17 œuvres référencées

Né à Tours en 1799, monté à Paris pour y faire fortune, Balzac s'essaie à l'imprimerie et accumule des dettes qui le poursuivront toute sa vie. Forçat de l'écriture, quinze heures par jour dopé au café dans sa robe de chambre de moine, il produit en vingt ans plus de quatre-vingt-dix romans et nouvelles. Il épouse Ève Hanska en mars 1850, après dix-sept ans de correspondance amoureuse, et meurt cinq mois plus tard à Paris, épuisé.

Balzac est l'inventeur d'un monde total. Avec « La Comédie humaine », il forme le projet insensé de « faire concurrence à l'état civil » : près de deux mille cinq cents personnages, dont beaucoup, comme Rastignac, Vautrin ou Nucingen, reviennent de roman en roman, pour peindre la société française tout entière, de la pension bourgeoise au bagne, de la banque aux salons du faubourg Saint-Germain.

Il est aussi le premier à faire de l'argent le grand moteur romanesque. Là où ses prédécesseurs racontaient des passions, Balzac raconte des dettes, des héritages, des spéculations, des ascensions et des faillites : il comprend avant tout le monde que dans la société née de la Révolution, c'est l'argent qui écrit les destins. Le réalisme moderne naît là. Sans lui, ni Flaubert, ni Zola, ni Proust.

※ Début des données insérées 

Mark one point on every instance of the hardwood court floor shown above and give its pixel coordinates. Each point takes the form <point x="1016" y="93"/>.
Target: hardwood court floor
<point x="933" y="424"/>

Le lire aujourd'hui, c'est constater que rien n'a vieilli. L'arriviste qui monte à la capitale, le journalisme vénal, la bulle spéculative, le génie broyé par le besoin d'argent : tout y est déjà, disséqué avec une lucidité féroce et une énergie de conteur qui emporte le lecteur. Commencez par « Le Père Goriot », la porte d'entrée idéale, puis « Illusions perdues », son chef-d'œuvre.